Researchers at the University of Michigan have developed an ultra-energy-efficient processor to help autonomous micro aerial vehicles navigate their environment. They were able to take advantage of highly effective deep learning algorithms to realize visual simultaneous localization and mapping (SLAM) technology in a single chip measuring a little more than a centimeter.
The goal of SLAM is to provide a continual estimate of where a moving, autonomous device is located is located along its posture within its environment, both vertically and horizontally, while also constructing a 3D map as the robot navigates its environment. SLAM, which is also used extensively in augmented/virtual reality applications, can use a variety of sensing and location techniques such as lidar, GPS, and cameras.
Visual SLAM relies solely on cameras, and is the preferred method for autonomous aerial vehicles. However, cameras require extensive processing, which increases the amount of power needed and the overall weight for the battery. That added weight is incompatible with micro aerial vehicles – some of which can be mere centimeters.
A team of faculty and students, led by Professors Hun-Seok Kim, David Blaauw, and Dennis Sylvester, have created the first visual SLAM processor on a single chip that provides highly accurate, low-power, and real-time results.
“Our processor can be integrated into the camera so that as the camera moves, the processor continuously computes its location and posture, while accurately mapping the surrounding area,” said Ziyun Li, a doctoral student working on the project.
The researchers were able to do this using convolutional neural networks (CNNs), a deep learning algorithm that has proven to be highly successful in image analysis. However, since CNNs require significant resources for computation and memory, they first needed to develop hardware that could support a CNN while flying onboard a drone.
Similar systems developed by others had resulted in an incomplete SLAM system, or one that was limited in quality and range. A more recent attempt required an off-chip high-precision inertial measurement unit to simplify the complexity that comes with using CNN, which increased both the cost and the power.

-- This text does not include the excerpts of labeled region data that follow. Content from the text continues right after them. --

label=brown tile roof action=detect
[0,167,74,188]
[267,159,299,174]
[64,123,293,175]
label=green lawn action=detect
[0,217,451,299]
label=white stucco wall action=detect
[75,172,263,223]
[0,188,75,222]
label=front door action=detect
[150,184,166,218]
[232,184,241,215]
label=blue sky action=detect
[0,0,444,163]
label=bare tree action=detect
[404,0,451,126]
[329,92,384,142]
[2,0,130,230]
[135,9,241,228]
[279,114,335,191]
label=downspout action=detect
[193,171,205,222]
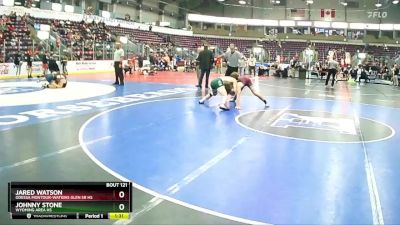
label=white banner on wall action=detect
[0,60,114,79]
[0,6,193,36]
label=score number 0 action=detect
[118,191,125,211]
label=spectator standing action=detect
[25,50,32,78]
[224,43,243,76]
[196,45,214,88]
[215,56,222,74]
[325,57,339,88]
[393,64,400,86]
[247,54,257,77]
[114,42,125,86]
[239,57,247,76]
[14,52,22,78]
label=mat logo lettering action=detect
[0,87,41,95]
[270,113,357,135]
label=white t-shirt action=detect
[247,57,256,66]
[114,48,125,62]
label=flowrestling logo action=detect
[0,87,42,95]
[271,113,357,135]
[236,109,395,143]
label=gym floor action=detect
[0,72,400,225]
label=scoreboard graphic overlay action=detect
[8,182,132,220]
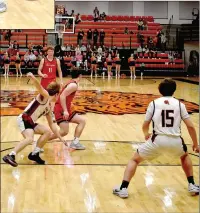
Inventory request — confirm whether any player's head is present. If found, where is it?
[71,67,82,79]
[47,82,60,101]
[158,78,176,96]
[46,47,54,57]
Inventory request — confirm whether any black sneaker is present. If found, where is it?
[28,152,45,164]
[3,155,18,167]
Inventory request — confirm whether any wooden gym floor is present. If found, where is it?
[0,0,55,29]
[1,77,199,213]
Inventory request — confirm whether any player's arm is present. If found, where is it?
[46,111,65,143]
[60,83,78,119]
[56,59,63,86]
[183,118,199,152]
[142,101,154,140]
[38,58,45,78]
[27,72,49,98]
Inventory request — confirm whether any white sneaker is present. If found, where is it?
[113,187,128,198]
[0,0,7,13]
[70,141,85,150]
[188,183,199,194]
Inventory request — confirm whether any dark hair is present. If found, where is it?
[47,82,60,96]
[158,78,176,96]
[71,67,82,79]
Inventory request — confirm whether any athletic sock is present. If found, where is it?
[9,151,16,156]
[32,147,40,155]
[120,180,129,190]
[187,176,195,184]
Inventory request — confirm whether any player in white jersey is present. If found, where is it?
[113,79,199,198]
[3,73,65,167]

“We implemented a single chip system,” said Li, “that allowed us to use the computation-heavy and accurate CNN algorithm to identify features.” The system also accounted for drift (i.e., small errors that accumulate when mapping a path), resulting in a highly accurate map of the surrounding area.
The system was tested on the industrial standard KITTI benchmark, which is often used to compare the vision systems used in autonomous vehicles. It achieved 97.9% accuracy in translation and 99.34% in rotation on KITTI rendering automotive scenes over 1km. The 10.92mm2 chip consumed 243.6mW to process 80fps VGA at 3.6TOPS/W, marking a 15x improvement in performance and 1.44x in energy efficiency over existing systems.

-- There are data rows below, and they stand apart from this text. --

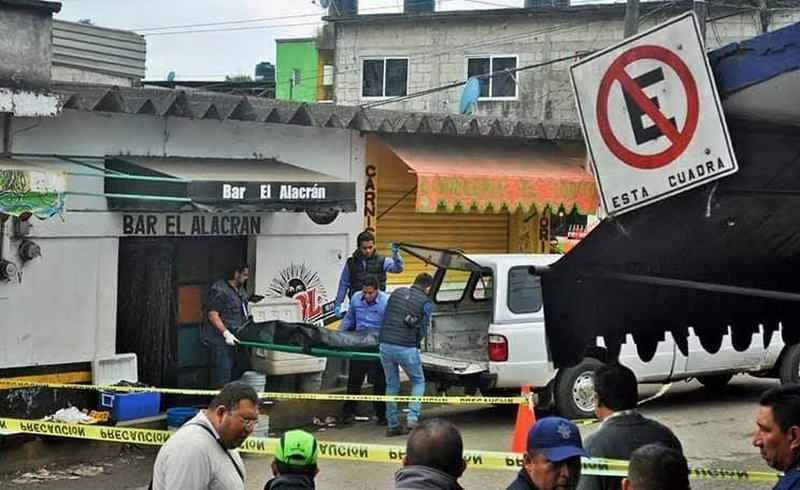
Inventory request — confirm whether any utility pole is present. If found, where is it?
[758,0,769,34]
[694,0,708,46]
[625,0,639,37]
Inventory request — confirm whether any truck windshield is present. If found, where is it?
[508,266,542,315]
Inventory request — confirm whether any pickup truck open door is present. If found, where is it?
[398,243,492,386]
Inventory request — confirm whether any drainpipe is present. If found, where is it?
[3,112,13,155]
[0,112,16,281]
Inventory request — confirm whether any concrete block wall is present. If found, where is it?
[335,9,800,122]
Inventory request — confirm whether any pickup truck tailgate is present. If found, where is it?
[422,352,489,376]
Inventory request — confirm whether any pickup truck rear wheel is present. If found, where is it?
[697,374,733,392]
[555,357,603,419]
[780,344,800,384]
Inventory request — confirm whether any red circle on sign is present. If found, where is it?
[597,46,700,170]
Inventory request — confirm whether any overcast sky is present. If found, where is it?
[56,0,524,80]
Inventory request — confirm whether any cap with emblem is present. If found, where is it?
[528,417,588,463]
[275,430,319,469]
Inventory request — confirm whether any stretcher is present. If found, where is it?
[239,340,380,361]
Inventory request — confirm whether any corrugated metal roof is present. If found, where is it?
[53,20,147,79]
[52,83,582,141]
[0,0,61,13]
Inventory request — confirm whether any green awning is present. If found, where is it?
[0,159,66,219]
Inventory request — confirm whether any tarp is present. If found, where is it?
[543,121,800,366]
[237,320,378,353]
[383,135,599,214]
[0,159,66,219]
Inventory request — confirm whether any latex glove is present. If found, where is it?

Future applications of the technology include facilitating human computer interactions, such as virtual reality scenarios where changing the position of your head signals a specific intention.
The research is described in the paper, An 879GOPS 243mW 80fps VGA Fully Visual CNN-SLAM Processor for Wide-Range Autonomous Exploration, by Ziyun Li, Yu Chen, Luyao Gong, Lu Liu, Dennis Sylvester, David Blaauw, and Hun-Seok Kim.